News of the virus may have have gone, er, viral. Allie Wesenberg, a star of the video web series Internet Killed Television, had returned to Florida from a Hawaii vacation when she fell ill and was hospitalized. However, it’s not yet certain whether she—or the eight or nine people in their tour group—have dengue:
When news of Wesenberg’s illness broke, a state epidemiologist insisted that “we don’t have local dengue in our mosquitoes.”
It turns out, though, Hawaii’s mosquitoes most definitely do—which means that the outbreak can get much bigger unless officials and the community either kill the mosquitoes or prevent people from being bitten.

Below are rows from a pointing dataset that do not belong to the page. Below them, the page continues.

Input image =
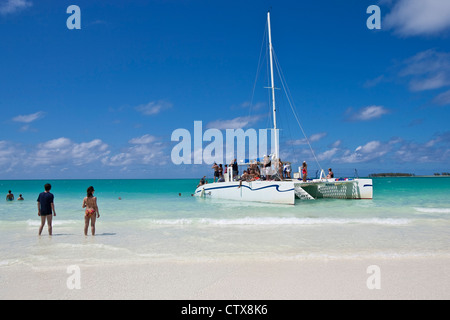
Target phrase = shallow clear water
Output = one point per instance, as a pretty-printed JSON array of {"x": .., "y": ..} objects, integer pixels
[{"x": 407, "y": 217}]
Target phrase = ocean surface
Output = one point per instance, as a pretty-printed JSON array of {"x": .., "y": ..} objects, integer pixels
[{"x": 148, "y": 220}]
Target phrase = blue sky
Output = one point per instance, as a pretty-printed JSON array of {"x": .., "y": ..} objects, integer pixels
[{"x": 103, "y": 101}]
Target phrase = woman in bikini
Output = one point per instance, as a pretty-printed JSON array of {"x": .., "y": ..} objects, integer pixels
[
  {"x": 91, "y": 213},
  {"x": 304, "y": 171}
]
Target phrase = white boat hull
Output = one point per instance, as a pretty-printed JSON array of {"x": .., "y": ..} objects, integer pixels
[
  {"x": 282, "y": 192},
  {"x": 285, "y": 192}
]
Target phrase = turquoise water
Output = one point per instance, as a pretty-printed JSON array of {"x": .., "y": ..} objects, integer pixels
[{"x": 152, "y": 221}]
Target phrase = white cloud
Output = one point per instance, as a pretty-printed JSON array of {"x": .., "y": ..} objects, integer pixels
[
  {"x": 28, "y": 118},
  {"x": 12, "y": 6},
  {"x": 64, "y": 151},
  {"x": 144, "y": 150},
  {"x": 145, "y": 139},
  {"x": 370, "y": 151},
  {"x": 313, "y": 138},
  {"x": 418, "y": 17},
  {"x": 236, "y": 123},
  {"x": 443, "y": 98},
  {"x": 427, "y": 70},
  {"x": 366, "y": 113},
  {"x": 153, "y": 107}
]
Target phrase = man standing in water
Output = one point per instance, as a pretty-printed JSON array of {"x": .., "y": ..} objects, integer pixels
[{"x": 45, "y": 208}]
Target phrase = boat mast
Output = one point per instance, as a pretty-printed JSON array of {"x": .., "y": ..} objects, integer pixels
[{"x": 273, "y": 88}]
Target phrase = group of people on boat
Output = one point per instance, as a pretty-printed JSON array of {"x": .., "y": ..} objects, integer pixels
[
  {"x": 259, "y": 171},
  {"x": 220, "y": 170},
  {"x": 255, "y": 171}
]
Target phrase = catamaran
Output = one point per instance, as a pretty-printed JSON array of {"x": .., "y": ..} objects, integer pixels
[{"x": 277, "y": 189}]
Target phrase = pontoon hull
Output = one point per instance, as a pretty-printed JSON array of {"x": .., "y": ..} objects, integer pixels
[{"x": 285, "y": 192}]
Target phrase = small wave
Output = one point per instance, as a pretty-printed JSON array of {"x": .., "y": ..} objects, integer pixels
[
  {"x": 34, "y": 223},
  {"x": 433, "y": 210},
  {"x": 268, "y": 221}
]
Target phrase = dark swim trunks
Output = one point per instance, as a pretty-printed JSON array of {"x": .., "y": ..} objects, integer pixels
[{"x": 45, "y": 199}]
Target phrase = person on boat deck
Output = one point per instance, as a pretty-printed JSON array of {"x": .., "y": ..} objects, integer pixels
[
  {"x": 216, "y": 171},
  {"x": 280, "y": 169},
  {"x": 287, "y": 170},
  {"x": 266, "y": 167},
  {"x": 220, "y": 171},
  {"x": 235, "y": 168},
  {"x": 256, "y": 176},
  {"x": 202, "y": 181},
  {"x": 304, "y": 171},
  {"x": 245, "y": 177},
  {"x": 330, "y": 174}
]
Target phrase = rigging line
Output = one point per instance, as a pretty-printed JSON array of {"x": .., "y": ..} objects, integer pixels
[
  {"x": 288, "y": 94},
  {"x": 258, "y": 69}
]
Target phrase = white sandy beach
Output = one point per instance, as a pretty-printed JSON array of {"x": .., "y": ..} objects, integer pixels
[{"x": 400, "y": 278}]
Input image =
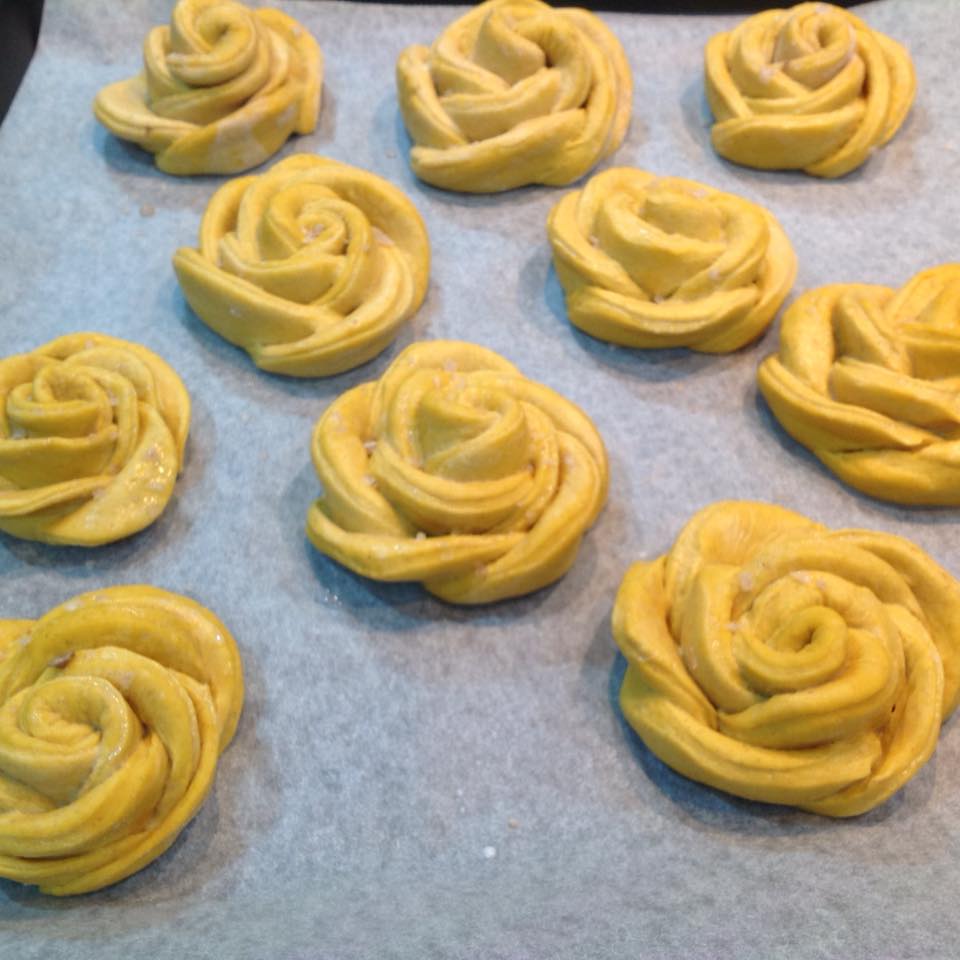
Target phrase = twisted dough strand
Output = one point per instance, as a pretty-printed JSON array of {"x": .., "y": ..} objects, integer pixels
[
  {"x": 651, "y": 262},
  {"x": 455, "y": 470},
  {"x": 779, "y": 661},
  {"x": 222, "y": 88},
  {"x": 114, "y": 708},
  {"x": 868, "y": 378},
  {"x": 92, "y": 434},
  {"x": 514, "y": 93},
  {"x": 809, "y": 88},
  {"x": 310, "y": 267}
]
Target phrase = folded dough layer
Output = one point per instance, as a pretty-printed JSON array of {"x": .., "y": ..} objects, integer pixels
[
  {"x": 114, "y": 709},
  {"x": 455, "y": 470},
  {"x": 513, "y": 93},
  {"x": 868, "y": 378},
  {"x": 777, "y": 660},
  {"x": 809, "y": 88},
  {"x": 92, "y": 435},
  {"x": 222, "y": 88},
  {"x": 311, "y": 267},
  {"x": 649, "y": 261}
]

Neither is easy. Dengue—which causes searing eye, head and bone pain, and has no cure—spreads when a mosquito sucks the blood of someone who’s already carrying the virus, and then bites another person who hasn’t yet been infected. Most cases occur in Latin America, Asia, and the Caribbean, in densely populated cities where the most notorious dengue-carrying mosquito, Aedes aegypti, thrives.

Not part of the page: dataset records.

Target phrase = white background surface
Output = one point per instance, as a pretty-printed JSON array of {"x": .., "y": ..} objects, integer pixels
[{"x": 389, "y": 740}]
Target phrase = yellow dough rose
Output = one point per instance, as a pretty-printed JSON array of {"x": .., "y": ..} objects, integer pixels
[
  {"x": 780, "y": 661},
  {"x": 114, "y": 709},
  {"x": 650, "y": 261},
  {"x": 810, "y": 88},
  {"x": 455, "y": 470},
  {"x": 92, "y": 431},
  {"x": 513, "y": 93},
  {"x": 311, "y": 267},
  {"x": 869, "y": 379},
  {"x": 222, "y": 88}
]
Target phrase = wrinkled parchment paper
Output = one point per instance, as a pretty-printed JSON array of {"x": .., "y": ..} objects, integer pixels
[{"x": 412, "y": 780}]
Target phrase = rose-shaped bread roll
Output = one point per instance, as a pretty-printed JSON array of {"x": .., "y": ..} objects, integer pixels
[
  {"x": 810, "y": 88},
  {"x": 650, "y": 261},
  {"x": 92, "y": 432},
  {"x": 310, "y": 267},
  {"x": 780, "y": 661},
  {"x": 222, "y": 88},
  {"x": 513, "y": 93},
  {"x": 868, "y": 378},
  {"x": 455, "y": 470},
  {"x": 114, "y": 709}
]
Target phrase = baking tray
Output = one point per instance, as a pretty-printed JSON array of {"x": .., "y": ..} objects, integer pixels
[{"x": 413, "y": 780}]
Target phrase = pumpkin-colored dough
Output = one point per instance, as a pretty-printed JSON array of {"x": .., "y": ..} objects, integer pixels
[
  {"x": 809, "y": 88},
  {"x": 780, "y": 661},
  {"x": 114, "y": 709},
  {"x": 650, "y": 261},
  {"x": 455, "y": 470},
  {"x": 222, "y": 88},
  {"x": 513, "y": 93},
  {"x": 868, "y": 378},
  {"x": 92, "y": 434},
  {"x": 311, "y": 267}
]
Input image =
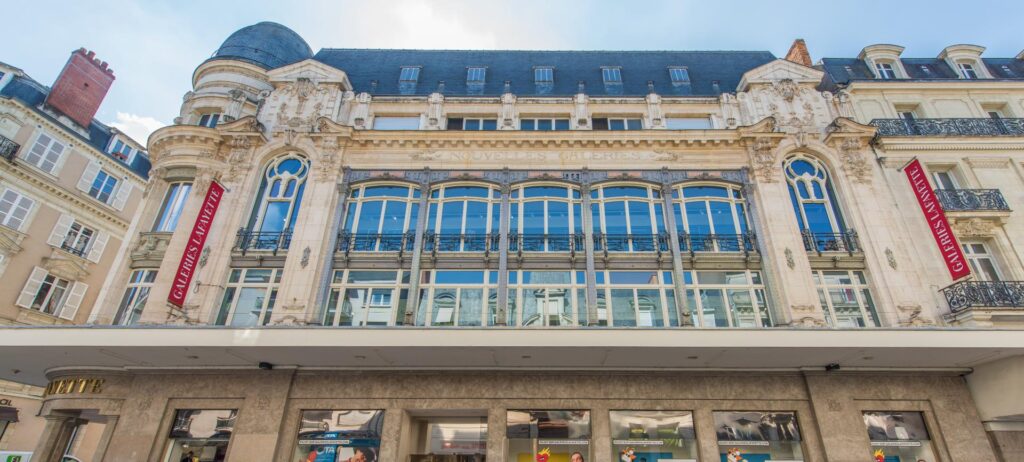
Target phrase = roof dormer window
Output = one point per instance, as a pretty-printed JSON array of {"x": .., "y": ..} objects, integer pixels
[
  {"x": 885, "y": 71},
  {"x": 967, "y": 71}
]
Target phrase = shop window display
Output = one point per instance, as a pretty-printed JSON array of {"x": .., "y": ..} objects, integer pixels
[
  {"x": 201, "y": 435},
  {"x": 758, "y": 436},
  {"x": 653, "y": 436},
  {"x": 898, "y": 436},
  {"x": 548, "y": 435},
  {"x": 327, "y": 435}
]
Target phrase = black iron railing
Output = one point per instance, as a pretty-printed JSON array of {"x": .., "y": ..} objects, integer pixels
[
  {"x": 949, "y": 127},
  {"x": 275, "y": 241},
  {"x": 546, "y": 243},
  {"x": 360, "y": 242},
  {"x": 632, "y": 243},
  {"x": 436, "y": 242},
  {"x": 971, "y": 200},
  {"x": 718, "y": 243},
  {"x": 830, "y": 242},
  {"x": 8, "y": 149},
  {"x": 971, "y": 294}
]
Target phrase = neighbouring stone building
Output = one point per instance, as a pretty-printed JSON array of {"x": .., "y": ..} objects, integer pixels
[
  {"x": 70, "y": 186},
  {"x": 424, "y": 255}
]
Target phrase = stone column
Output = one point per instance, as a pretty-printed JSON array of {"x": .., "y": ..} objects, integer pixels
[
  {"x": 588, "y": 234},
  {"x": 678, "y": 278},
  {"x": 421, "y": 227},
  {"x": 503, "y": 258}
]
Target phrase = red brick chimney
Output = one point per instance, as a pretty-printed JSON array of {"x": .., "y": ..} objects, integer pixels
[
  {"x": 799, "y": 54},
  {"x": 81, "y": 87}
]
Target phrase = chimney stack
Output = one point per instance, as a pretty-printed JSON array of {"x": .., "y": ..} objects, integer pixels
[
  {"x": 799, "y": 54},
  {"x": 81, "y": 87}
]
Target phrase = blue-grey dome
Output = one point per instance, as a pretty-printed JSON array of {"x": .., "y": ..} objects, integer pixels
[{"x": 266, "y": 44}]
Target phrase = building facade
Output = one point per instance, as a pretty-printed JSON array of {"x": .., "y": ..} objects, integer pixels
[
  {"x": 407, "y": 255},
  {"x": 69, "y": 190}
]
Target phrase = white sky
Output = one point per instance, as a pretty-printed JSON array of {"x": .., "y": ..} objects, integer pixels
[{"x": 154, "y": 46}]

The virus usually shows up in wealthy, well air-conditioned Western countries only when travelers “import” it from the dengue-infested tropics.
The problem for tourist destinations like Hawaii and other developed-world vacation hotspots is that you get visitors from all over—including dengue-endemic places—who want to spend time outside, making them more likely to be bitten. Tell them to stay indoors or slather themselves in DEET, and they’ll book a ticket for whale-watching in Vancouver instead.

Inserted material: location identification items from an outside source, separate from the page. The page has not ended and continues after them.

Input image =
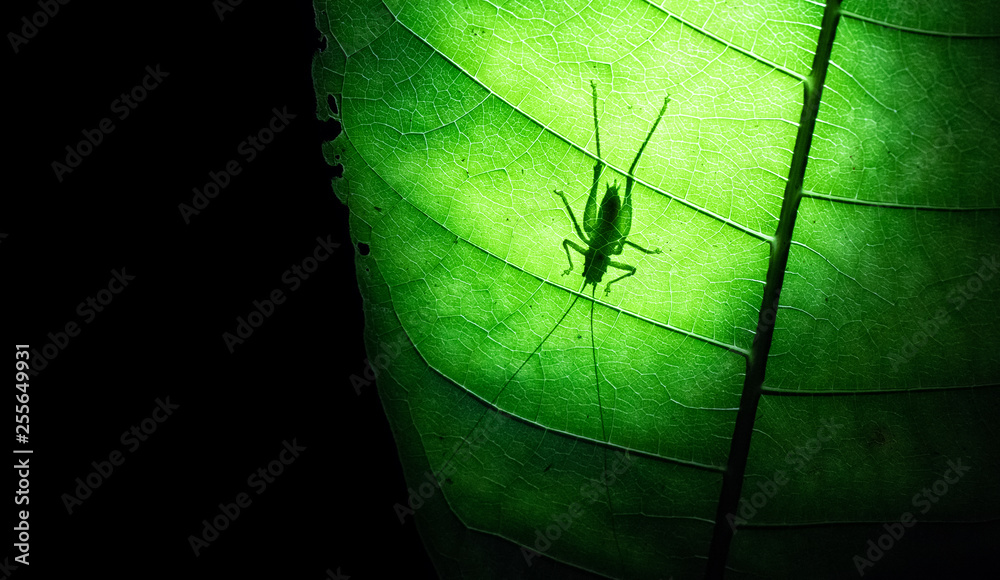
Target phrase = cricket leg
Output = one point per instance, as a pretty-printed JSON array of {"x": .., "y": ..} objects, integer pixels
[
  {"x": 566, "y": 245},
  {"x": 630, "y": 271},
  {"x": 644, "y": 250}
]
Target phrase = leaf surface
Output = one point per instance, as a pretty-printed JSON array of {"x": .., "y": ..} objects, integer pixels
[{"x": 461, "y": 118}]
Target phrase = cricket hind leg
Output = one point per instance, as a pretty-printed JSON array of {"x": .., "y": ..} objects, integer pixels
[
  {"x": 629, "y": 271},
  {"x": 566, "y": 245}
]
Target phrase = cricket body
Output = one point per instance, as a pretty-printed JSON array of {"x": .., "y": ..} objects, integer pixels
[{"x": 608, "y": 226}]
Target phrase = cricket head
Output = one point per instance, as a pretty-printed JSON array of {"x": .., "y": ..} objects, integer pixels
[{"x": 610, "y": 205}]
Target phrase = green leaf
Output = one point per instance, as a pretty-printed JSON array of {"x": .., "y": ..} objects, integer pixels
[{"x": 815, "y": 347}]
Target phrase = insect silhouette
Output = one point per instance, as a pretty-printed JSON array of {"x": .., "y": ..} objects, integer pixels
[
  {"x": 607, "y": 227},
  {"x": 605, "y": 232}
]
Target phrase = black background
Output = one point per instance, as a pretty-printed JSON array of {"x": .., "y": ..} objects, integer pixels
[{"x": 162, "y": 335}]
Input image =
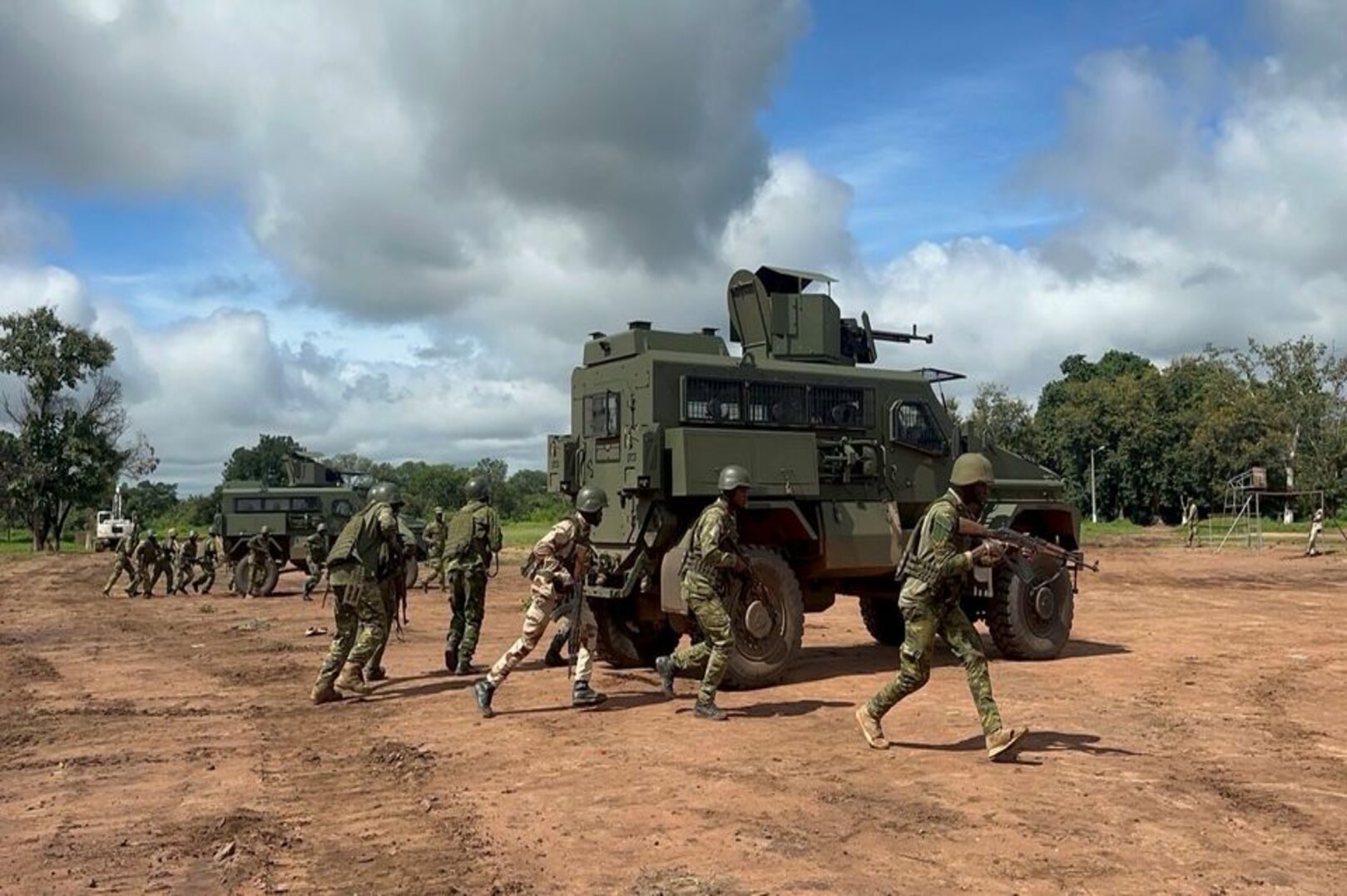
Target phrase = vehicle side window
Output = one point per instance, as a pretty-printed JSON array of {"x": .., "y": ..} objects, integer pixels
[{"x": 914, "y": 424}]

The culprit of Hawaii’s dengue outbreak isn’t clear—which can make preventing an epidemic tricky.
Though Hawaii eradicated Ae. aegypti in the 1940s, it survived in swaths of the Big Island, including near where the recent spate of cases seem to have come from. However, Ae aegypti’s East Asian cousin, the Asian tiger mosquito (Ae. albopictus) caused the 2001 epidemic. While Ae. aegypti‘s fondness for human habitats makes it tougher to zap with sprayed pesticides, the Asian tiger mosquito’s more versatile living habits can make them harder to target. Plus, pesticides also harm many other creatures—a worry for Hawaii’s ecotourism heavy industry.
Regardless of which species is responsible, recurrent locally transmitted outbreaks raise the specter of a much bigger concern, though, as more of Hawaii’s population becomes infected. A person who has already gotten one dengue strain is vulnerable to much deadlier forms of the disease—including one with Ebola-like symptoms—should a mosquito carrying another viral strain happen to feed on their blood. The steady influx of honeymooners, surfers, and adventurers from dengue-endemic parts of the world makes this ugly possibility more likely.